Research Article: Poor outcomes in recurrent tuberculosis: More than just drug resistance?

Date Published: May 6, 2019

Publisher: Public Library of Science

Author(s): Danielle B. Cohen, Geriant Davies, Wakisa Malwafu, Helen Mangochi, Elizabeth Joekes, Simon Greenwood, Liz Corbett, S. Bertel Squire, Hasnain Seyed Ehtesham.


Approximately 11% of people reported to have tuberculosis (TB) have previously received treatment. Clinical outcomes are consistently poor on retreatment regimens, however reasons for this are unclear. This study aimed to explore factors which may contribute to unsuccessful outcomes in retreatment TB.

A prospective cohort of consecutive patients starting WHO Category II retreatment regimen was recruited at a central hospital in Malawi. Participants were evaluated at baseline, after completion of the intensive phase at 2-months, and at the end of the 8-month treatment course.
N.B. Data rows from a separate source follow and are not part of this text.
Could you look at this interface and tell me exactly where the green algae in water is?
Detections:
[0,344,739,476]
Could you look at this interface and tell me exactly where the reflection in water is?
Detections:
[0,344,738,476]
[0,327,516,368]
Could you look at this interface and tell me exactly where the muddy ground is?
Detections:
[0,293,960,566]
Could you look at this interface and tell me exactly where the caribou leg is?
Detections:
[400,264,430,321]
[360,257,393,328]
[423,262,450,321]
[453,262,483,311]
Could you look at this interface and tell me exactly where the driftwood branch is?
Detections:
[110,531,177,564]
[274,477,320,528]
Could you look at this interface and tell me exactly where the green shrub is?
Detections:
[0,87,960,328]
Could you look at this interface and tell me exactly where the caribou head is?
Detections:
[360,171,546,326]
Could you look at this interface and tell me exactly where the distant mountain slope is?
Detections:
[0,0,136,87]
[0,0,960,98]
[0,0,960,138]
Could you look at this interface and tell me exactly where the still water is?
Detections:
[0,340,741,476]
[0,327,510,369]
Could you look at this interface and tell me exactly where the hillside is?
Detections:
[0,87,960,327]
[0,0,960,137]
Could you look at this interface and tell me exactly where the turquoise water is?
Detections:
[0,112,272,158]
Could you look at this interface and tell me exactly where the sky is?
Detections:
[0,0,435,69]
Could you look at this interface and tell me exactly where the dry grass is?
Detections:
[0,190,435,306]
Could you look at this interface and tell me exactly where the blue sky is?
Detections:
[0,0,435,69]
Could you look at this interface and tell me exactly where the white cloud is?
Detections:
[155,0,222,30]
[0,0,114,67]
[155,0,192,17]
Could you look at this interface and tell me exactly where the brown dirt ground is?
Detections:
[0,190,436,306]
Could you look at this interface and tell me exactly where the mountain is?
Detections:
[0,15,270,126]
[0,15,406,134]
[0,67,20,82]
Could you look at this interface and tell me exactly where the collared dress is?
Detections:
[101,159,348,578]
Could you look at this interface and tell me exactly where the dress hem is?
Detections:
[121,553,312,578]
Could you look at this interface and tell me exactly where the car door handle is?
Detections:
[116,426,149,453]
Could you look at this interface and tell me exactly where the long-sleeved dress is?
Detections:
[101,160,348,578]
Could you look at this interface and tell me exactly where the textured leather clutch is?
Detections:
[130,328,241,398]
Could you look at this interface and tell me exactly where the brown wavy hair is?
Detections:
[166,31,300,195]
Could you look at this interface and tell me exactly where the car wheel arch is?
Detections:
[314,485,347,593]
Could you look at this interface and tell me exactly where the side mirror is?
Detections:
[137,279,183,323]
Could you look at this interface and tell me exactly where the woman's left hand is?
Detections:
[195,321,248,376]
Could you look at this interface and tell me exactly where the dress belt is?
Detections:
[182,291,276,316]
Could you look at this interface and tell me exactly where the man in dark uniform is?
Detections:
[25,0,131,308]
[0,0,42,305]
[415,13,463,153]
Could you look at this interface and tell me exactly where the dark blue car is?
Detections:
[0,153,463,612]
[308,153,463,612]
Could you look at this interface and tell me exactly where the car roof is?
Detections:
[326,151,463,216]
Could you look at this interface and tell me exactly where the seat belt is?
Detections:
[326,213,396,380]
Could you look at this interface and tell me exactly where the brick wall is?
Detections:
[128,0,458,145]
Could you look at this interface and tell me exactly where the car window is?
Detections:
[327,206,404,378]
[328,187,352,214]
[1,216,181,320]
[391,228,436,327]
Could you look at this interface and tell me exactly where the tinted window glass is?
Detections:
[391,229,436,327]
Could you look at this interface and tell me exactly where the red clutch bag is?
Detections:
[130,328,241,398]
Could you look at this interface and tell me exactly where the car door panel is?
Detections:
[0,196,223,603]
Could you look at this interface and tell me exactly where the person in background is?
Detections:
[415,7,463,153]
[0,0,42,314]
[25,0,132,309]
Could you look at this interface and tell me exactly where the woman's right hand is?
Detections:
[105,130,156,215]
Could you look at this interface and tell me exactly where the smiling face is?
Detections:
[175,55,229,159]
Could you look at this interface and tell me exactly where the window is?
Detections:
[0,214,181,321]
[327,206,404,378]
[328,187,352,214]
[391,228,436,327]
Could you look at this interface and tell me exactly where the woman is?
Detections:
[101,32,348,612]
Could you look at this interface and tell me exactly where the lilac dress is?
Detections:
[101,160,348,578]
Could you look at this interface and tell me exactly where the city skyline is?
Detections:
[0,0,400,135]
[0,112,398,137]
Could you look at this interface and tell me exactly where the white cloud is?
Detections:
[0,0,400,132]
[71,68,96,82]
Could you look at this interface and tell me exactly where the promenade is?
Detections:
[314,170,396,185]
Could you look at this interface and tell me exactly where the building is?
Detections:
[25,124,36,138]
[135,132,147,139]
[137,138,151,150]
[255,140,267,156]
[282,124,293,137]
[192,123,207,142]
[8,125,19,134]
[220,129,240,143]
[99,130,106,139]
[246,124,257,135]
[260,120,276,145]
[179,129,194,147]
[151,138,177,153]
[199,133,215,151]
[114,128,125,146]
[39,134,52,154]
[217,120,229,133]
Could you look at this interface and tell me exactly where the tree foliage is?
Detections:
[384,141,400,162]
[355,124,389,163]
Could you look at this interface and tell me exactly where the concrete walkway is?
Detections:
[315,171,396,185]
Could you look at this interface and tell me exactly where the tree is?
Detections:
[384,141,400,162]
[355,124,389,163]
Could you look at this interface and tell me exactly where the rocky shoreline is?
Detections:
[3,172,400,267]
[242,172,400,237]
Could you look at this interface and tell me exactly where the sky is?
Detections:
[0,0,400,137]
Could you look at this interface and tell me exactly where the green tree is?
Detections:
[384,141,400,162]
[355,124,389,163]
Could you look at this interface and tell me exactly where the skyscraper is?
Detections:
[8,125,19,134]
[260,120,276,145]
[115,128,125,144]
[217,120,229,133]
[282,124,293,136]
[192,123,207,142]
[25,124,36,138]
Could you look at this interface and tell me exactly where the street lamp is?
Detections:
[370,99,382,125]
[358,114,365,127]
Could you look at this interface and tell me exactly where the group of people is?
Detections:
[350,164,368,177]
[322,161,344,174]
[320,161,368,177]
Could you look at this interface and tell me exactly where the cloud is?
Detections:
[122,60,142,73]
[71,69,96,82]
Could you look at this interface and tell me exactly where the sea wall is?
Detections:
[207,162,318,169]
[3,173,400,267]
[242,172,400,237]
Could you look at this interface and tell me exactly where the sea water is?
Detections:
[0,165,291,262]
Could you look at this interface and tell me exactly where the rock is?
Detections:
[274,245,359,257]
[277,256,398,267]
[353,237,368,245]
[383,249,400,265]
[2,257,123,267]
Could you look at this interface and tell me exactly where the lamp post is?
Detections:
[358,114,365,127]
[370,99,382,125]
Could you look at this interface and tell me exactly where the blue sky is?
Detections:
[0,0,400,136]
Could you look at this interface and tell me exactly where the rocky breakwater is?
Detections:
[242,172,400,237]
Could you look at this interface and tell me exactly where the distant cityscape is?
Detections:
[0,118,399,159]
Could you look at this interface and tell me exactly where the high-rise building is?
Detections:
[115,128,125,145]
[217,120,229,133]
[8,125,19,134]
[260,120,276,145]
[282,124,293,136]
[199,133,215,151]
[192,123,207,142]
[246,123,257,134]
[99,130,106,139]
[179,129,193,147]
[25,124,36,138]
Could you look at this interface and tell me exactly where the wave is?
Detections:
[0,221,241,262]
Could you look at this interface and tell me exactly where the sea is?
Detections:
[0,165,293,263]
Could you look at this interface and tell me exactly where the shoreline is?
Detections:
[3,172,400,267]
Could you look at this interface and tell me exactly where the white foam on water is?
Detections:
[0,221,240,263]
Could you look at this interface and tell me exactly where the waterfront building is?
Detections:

Patients were assessed for respiratory co-morbidity; anaemia; renal impairment; diabetes; Anti-retroviral (ART) failure; and drug toxicity. Amongst 158 patients entering TB care at the point of a recurrent episode, only 92 (58%) had a microbiologically confirmed diagnosis. The prevalence of drug resistance was low (9.6%). Of the 158 patients, 131 (83%) were HIV-positive, of whom 96 (73%) were on ART. Of 63 patients on ART >1 year, 24 (38%) had ART failure. Chronic lung disease was found in 88% on CT thorax, including scarring (80%), bronchiectasis (61%), COPD (22%), and destroyed lung (19%). Spirometry revealed restrictive deficit in 60%, and obstructive deficit in 7% of patients. Anaemia and renal impairment were common (34% and 45% respectively). Ototoxicity developed in 32%, and nephrotoxicity in 15%. 40% of patients reported peripheral neuropathy. Liver injury developed in 4%.

If outcomes are to be improved in retreatment TB, there is an urgent need to address the impact of other co-morbid medical conditions including chronic lung disease, HIV and ART failure.

Partial Text

Each year, approximately 11% of all people reported to have tuberculosis (TB) have previously received treatment, which in 2016 amounted to 0.6 million people [1]. Although it accounts for a minority of those treated for TB, retreatment TB is associated with a disproportionate burden for patients, families and health systems.

Between June 2013 and September 2014, 158 patients were enrolled (Fig 1). Baseline characteristics of the study population are shown in Table 1.

This study confirms once again that outcomes in patients receiving recurrent courses of TB treatment are poor with only 68.4% of patients successfully completing treatment. Despite no rifampicin resistance in this cohort, outcomes were no better than those reported for the treatment of MDR-TB in many other cohorts [21]. More importantly, these data also provide new insights into reasons which may explain poor outcomes in patients with retreatment tuberculosis.